Mais, et maintenant vient le meilleur, la journaliste qui écrit depuis Miami pour le journal madrilène a besoin d'équilibrer tant de navigation aveugle et pour cela, elle me cite, moi, un parmi les 100 000 professionnels cubains qui accèdent à internet à travers les services de connexion sociale et institutionnelles qui existent sur l'Ile et utilise une interview que j'ai donnée à Juventud Rebelde pour mettre dans ma bouche une parole que je n'ai pas prononcée : « empire » et qu'elle utilise comme une partie de son titre.

Maye Primera affirme que je poste « jusqu'à trois fois par jour » et c'est vrai, je cède parfois mon espace à des amis qui, privés de « navigation aveugle », comme Sanchez et Constantin, m'envoient leurs textes pour que je les publie sur mon blog. Aujourd'hui, je ne pensais pas écrire et laisser la pupila insomne à Pedro Pablo Gomez et Esteban Morales mais grâce à elle, je me suis décidée à arriver à trois et à être à la hauteur de ses attentes.

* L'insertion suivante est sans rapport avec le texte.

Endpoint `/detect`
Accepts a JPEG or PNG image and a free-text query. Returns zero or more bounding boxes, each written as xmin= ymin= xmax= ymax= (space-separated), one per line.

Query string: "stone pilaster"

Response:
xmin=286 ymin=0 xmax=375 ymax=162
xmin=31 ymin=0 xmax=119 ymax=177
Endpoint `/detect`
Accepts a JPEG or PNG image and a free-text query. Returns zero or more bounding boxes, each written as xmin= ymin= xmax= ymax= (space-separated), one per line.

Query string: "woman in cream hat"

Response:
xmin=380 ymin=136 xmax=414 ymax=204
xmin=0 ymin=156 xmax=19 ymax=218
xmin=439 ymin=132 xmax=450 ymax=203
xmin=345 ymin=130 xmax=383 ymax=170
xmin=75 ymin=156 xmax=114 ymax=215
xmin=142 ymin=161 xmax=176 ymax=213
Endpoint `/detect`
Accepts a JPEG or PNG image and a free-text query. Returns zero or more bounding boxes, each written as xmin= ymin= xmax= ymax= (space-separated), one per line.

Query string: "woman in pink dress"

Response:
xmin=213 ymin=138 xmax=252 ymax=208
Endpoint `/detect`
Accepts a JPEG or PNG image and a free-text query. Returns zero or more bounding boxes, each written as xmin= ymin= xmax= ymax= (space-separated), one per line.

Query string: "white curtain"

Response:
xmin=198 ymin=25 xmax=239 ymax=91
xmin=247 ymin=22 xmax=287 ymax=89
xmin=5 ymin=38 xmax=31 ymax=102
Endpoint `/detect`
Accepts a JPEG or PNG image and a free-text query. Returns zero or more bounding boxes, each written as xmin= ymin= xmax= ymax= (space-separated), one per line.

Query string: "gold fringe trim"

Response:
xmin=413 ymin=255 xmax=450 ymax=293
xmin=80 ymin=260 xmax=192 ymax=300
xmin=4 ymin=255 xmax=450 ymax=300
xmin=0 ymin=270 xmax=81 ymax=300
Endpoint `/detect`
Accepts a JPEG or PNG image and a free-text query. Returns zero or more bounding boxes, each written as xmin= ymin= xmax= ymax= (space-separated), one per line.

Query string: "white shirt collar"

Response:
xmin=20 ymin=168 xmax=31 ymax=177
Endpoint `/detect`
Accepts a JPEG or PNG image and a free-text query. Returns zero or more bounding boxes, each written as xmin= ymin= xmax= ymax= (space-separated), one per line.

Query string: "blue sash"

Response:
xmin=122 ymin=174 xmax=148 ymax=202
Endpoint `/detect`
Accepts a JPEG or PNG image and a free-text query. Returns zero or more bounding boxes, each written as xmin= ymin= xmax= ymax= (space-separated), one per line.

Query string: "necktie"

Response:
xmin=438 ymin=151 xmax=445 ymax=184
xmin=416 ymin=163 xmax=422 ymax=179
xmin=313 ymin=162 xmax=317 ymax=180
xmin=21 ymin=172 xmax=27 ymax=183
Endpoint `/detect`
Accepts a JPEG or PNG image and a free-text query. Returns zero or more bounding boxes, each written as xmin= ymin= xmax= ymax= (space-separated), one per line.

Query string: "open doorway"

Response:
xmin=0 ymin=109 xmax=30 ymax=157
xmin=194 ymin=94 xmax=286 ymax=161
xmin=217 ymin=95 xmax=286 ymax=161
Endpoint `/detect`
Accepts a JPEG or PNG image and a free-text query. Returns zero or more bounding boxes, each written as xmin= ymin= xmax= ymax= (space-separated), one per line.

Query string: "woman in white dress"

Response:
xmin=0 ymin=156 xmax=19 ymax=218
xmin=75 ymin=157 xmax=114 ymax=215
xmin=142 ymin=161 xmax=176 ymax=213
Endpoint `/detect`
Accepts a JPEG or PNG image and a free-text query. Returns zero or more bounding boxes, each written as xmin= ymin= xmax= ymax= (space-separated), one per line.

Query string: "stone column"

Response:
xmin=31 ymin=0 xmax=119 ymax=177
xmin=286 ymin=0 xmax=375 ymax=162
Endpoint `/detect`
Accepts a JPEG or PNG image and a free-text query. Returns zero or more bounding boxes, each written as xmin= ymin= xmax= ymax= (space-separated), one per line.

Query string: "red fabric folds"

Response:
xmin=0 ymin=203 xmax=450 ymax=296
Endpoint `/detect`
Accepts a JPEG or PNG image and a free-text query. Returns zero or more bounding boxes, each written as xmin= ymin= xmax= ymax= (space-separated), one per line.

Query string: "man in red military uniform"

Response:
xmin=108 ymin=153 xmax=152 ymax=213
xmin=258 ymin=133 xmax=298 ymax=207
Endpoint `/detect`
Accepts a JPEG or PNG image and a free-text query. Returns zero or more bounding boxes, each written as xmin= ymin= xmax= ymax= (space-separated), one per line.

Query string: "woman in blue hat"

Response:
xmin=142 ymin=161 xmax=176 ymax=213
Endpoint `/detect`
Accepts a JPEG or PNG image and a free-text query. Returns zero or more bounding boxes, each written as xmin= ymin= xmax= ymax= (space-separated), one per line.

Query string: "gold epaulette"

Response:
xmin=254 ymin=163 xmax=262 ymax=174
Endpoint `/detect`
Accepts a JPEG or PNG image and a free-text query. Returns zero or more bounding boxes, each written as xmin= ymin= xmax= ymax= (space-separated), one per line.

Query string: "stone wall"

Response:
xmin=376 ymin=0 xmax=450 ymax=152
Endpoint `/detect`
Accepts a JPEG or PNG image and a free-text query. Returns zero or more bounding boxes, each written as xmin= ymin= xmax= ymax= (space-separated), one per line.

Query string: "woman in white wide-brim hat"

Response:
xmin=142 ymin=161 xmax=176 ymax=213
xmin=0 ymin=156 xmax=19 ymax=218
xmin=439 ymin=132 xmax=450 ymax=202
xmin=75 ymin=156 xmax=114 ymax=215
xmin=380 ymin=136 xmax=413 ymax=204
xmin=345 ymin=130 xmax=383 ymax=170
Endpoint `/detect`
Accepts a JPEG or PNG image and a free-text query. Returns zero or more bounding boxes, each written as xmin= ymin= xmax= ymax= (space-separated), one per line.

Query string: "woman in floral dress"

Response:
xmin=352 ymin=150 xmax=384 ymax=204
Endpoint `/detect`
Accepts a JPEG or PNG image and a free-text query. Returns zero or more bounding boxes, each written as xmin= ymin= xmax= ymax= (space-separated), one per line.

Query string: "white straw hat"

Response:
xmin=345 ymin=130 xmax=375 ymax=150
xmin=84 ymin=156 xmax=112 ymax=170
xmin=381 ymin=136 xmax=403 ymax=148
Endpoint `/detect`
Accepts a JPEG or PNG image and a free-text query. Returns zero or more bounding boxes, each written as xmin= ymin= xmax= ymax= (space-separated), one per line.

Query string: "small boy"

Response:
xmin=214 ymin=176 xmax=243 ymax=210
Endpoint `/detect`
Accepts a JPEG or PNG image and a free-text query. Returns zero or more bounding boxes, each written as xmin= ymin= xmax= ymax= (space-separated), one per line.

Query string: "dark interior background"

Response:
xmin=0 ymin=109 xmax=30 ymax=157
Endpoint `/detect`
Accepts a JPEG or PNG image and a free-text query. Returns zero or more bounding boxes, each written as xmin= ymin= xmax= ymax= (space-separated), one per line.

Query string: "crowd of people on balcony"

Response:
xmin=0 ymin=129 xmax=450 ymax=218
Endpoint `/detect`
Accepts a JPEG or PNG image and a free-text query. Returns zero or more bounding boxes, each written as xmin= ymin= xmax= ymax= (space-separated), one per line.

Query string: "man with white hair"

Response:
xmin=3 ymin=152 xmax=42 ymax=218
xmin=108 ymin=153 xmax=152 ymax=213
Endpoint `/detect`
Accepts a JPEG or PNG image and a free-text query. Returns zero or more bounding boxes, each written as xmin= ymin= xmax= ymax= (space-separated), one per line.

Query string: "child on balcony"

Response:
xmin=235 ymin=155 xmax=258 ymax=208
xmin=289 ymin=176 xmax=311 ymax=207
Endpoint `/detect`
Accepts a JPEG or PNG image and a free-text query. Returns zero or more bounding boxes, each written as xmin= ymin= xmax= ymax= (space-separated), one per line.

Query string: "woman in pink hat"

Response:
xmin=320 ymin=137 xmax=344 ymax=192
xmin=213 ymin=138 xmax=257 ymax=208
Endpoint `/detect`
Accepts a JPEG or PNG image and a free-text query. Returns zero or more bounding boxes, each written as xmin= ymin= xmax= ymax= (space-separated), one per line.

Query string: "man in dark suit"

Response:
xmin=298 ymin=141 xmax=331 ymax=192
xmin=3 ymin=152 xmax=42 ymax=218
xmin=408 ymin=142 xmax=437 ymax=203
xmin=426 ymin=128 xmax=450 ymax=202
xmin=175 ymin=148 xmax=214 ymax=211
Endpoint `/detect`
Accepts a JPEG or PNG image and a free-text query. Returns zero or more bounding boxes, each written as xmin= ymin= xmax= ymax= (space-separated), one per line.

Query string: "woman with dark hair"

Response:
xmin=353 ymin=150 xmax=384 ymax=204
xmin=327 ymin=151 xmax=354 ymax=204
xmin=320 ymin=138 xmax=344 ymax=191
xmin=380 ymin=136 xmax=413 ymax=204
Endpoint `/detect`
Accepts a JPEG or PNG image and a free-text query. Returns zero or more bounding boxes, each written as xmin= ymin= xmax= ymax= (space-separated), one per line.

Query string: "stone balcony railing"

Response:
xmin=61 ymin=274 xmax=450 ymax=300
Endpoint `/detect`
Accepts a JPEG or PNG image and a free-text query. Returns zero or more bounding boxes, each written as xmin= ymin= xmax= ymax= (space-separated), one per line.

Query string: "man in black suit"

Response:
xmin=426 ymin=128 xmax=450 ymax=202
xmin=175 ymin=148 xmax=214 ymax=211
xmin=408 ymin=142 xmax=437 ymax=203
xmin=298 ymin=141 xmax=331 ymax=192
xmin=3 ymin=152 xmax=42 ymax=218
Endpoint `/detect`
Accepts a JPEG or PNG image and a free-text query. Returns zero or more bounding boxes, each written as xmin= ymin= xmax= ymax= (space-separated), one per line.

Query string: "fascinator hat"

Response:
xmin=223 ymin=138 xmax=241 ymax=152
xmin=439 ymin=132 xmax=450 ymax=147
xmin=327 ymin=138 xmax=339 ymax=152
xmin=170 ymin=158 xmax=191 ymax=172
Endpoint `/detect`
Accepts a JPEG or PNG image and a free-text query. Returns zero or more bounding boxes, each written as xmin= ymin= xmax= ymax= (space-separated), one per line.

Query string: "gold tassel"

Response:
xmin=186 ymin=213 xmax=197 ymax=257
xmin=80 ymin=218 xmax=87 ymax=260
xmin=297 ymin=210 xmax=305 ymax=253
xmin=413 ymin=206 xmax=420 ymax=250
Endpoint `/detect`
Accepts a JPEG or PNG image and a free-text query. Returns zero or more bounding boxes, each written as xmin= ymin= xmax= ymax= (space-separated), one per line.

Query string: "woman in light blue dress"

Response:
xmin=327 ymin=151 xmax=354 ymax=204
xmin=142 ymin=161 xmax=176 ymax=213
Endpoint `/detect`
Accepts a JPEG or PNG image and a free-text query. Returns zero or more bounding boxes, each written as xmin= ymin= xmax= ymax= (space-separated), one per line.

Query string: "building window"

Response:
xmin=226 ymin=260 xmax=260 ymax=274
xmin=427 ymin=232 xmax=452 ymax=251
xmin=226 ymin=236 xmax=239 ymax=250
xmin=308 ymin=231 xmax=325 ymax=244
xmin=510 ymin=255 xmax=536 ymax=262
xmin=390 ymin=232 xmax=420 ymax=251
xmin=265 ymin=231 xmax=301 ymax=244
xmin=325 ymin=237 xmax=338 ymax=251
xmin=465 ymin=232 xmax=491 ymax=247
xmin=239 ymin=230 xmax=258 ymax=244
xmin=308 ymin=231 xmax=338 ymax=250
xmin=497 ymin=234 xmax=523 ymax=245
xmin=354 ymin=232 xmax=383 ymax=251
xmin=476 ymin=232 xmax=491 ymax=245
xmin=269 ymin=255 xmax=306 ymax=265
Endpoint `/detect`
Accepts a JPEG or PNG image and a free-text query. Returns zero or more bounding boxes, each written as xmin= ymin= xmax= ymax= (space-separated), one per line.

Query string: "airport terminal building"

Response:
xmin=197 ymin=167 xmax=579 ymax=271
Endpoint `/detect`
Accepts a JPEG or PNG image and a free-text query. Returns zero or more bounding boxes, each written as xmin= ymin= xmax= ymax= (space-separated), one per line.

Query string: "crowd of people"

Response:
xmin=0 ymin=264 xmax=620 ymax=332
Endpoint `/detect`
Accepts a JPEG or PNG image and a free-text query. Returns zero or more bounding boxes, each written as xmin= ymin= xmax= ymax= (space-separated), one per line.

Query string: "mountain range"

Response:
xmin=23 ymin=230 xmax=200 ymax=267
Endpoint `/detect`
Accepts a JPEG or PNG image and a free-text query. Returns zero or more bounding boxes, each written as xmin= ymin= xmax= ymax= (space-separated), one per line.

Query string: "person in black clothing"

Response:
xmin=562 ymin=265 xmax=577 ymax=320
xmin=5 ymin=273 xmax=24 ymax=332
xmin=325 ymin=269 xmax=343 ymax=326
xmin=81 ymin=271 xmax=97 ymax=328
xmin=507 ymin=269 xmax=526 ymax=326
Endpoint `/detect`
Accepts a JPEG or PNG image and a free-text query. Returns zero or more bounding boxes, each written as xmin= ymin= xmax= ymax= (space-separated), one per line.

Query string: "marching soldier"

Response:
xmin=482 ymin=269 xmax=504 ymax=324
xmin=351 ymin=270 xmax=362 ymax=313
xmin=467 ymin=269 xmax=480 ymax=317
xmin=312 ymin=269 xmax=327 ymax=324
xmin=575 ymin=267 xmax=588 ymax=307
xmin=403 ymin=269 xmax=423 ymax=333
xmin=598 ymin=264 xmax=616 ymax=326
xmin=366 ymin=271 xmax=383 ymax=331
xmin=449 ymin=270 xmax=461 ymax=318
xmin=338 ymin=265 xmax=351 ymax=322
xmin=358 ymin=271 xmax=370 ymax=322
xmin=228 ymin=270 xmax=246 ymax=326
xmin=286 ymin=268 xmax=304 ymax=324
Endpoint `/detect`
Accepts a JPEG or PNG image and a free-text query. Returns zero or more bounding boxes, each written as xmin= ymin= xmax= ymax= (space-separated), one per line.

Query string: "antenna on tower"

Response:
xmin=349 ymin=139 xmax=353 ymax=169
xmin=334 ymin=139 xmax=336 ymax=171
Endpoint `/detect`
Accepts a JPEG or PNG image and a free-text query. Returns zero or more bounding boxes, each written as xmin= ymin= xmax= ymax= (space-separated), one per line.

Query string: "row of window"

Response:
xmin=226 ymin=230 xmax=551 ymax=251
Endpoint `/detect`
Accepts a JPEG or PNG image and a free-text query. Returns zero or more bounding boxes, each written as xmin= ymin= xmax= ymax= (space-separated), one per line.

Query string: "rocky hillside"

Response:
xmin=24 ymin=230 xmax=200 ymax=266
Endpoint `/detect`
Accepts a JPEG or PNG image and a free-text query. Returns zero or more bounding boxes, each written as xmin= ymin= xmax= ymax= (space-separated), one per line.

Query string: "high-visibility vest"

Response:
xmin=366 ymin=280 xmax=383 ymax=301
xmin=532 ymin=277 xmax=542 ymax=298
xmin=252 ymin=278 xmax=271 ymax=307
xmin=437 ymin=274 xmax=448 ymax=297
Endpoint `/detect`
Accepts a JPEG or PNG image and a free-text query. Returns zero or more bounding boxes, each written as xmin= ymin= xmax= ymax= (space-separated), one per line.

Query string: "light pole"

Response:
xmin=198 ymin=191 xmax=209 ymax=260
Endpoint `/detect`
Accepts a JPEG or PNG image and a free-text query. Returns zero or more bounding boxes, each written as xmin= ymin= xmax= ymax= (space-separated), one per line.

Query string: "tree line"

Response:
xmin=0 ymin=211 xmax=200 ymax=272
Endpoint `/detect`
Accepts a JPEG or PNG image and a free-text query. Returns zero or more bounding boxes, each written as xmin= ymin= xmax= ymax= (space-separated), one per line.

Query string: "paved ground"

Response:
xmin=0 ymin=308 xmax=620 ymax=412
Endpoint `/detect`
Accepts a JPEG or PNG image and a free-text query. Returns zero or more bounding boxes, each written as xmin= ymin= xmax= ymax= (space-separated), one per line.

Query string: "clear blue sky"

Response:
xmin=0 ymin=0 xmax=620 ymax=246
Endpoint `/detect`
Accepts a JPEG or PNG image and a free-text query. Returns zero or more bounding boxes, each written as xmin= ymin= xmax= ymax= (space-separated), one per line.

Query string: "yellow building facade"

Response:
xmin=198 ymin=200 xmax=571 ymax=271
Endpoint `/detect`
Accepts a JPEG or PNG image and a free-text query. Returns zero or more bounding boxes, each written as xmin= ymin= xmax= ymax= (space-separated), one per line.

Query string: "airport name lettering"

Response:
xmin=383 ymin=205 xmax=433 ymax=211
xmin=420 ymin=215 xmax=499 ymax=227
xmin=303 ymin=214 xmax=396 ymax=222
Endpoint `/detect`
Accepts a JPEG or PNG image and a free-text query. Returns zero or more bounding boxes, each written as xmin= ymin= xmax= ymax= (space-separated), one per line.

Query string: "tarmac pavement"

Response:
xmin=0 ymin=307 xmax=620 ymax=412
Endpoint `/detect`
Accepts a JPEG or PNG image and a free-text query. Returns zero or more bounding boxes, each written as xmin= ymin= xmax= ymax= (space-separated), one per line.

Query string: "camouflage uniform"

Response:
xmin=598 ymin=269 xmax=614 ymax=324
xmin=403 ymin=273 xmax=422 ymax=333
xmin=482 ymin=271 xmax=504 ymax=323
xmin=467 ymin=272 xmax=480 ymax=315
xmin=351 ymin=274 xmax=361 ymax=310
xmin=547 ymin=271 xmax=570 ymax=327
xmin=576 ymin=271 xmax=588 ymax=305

El Pais dit que moi – « blogueur pro-castriste » - selon ce qu'écrit Maye Primera, je partage « la thèse du Gouvernement des frères Castro qui attribuent les limitations de connexion de l'île à l'embargo économique que les Etats-Unis maintiennent contre elle depuis les années 60 du XX° siècle et que des blogueurs comme Yoani Sanchez ou Henry Constantin sont financés par « l'empire » ».

Si les « frères Castro » sont Fidel et Raùl, je ne connais pas leurs thèses sur ce thème mais je suis surpris qu'une correspondante du « journal global en espagnol » aux Etats-Unis ignore que ce pays refuse l'accès de Cuba au réseau de câbles sous-marins qui passent près de nos côtes et inflige des amendes aux entreprises qui essaient de vendre de la technologie à l'Ile, comme cela est arrivé l'année dernière avec l'entreprise suédoise Ericson.

En vivant à Miami, il est encore plus étonnant que Maye Primera ne sache pas de première main que c'est de là que se répartit le budget en millions que Washington consacre chaque année au travail de personnes comme Constantin et Sanchez, c'est pourquoi on pourrait les qualifier très justement de blogueurs pro-nord-américains ou, mieux encore, pro-bushistes parce que leur origine se trouve dans le « Plan pour une Cuba libre » lancé par George W. Bush pour « le changement de régime » à Cuba et qu'Obama maintient.

Yoani Sanchez, certainement, est la collaboratrice d'une ambassade nord-américaine très citée dans les câbles de Wikileaks, quelque chose qu'El Pais ne voulut pas savoir quand il eut accès aux documents du Département d'Etat nord-américain filtrés par l'organisation que dirige Julian Assange. Tout cela est disponible sur internet mais il semble que madame Primera a été contaminée par les habitudes de ses amis à Cuba et aussi aime « naviguer aveuglément » et répéter « les thèses du gouvernement nord-américain » sur l'Ile.